Many people live in communities ruled and regulated by homeowner associations (HOA), an organization in a subdivision, planned community or condo. A homeowner association typically sets restrictions on properties in their jurisdiction that each resident must abide by. HOA board of directors or governors may enforce rules that homeowners must maintain, no matter how minor or drastic, otherwise, homeowners may face penalties.

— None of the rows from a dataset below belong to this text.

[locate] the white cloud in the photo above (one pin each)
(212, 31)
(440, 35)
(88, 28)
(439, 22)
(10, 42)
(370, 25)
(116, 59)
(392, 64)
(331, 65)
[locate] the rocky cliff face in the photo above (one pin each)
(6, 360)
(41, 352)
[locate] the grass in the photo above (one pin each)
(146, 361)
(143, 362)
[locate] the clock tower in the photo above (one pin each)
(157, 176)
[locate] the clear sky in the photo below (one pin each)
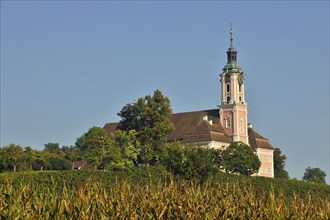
(69, 65)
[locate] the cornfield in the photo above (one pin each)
(171, 199)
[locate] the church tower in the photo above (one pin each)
(233, 108)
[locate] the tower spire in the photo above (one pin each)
(231, 36)
(232, 64)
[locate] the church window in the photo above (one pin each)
(228, 122)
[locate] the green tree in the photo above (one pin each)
(96, 147)
(239, 158)
(29, 155)
(71, 154)
(148, 116)
(11, 156)
(53, 148)
(315, 175)
(279, 164)
(190, 161)
(129, 147)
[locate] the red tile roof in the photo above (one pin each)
(197, 127)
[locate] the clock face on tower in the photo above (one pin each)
(227, 78)
(240, 79)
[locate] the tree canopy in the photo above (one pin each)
(315, 175)
(279, 164)
(148, 117)
(239, 158)
(96, 147)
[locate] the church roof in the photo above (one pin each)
(258, 141)
(198, 126)
(201, 126)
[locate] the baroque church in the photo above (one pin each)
(217, 128)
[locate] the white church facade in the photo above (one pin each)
(217, 128)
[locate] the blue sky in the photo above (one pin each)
(69, 65)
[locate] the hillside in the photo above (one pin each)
(151, 193)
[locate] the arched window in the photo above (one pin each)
(228, 122)
(228, 87)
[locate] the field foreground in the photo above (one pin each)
(167, 198)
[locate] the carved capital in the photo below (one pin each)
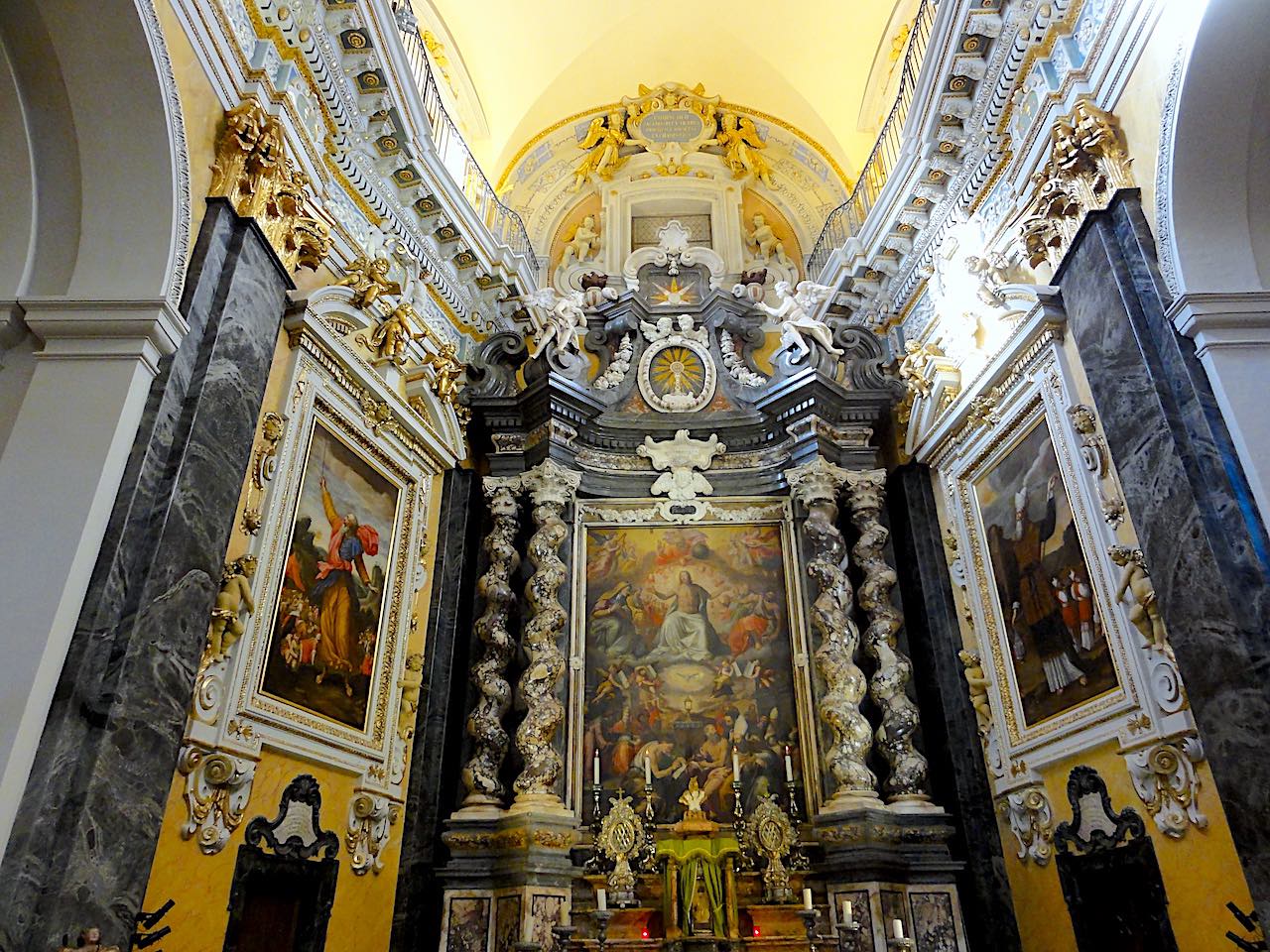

When an HOA believes a resident has violated their guidelines, they may send out a violation letter to the said homeowner. Homeowners may be required to pay extra fees for their violation, alongside their annual fees. Here’s what you should know:
Don’t ignore a violation letter
Before accepting and paying the fines and responding to the violation letter, residents may consider reading over the violation carefully. They may consider looking at why they were fined in the first place, what they’re expected to do as recompense and when they’re expected to take action. Homeowners may come to believe that the violation was unwarranted, as it happens quite frequently that violations are trivial, out of a homeowner’s control or aren’t regulated under HOA guidelines.
It’s important that homeowners, who are believed to have violated an HOA code, respond to their violation letters. Ignoring a violation letter may only lead to an HOA board sending additional fees. However, if you disagree with a violation letter, you may consider asking questions or taking further action.
Seek a formal hearing
Generally, residents in an HOA jurisdiction may request a formal hearing to discuss their violations. During a hearing, residents may create a case against their supposed violations, why they shouldn’t have been issued a violation and appeal for the dismissal of the violation.
The HOA board will, typically, consider appeal. If the board disagrees with the appeal, there may be additional fees for non-compliance and a request to amend the violation.
Take legal action
Residents who still disagree with an HOA violation letter and decisions may need to consider taking legal action. HOA directors don’t have total control over their residents and still must follow rules granted to homeowners. It’s critical to know your rights as a homeowner, both as a homeowner and a resident under an HOA administration.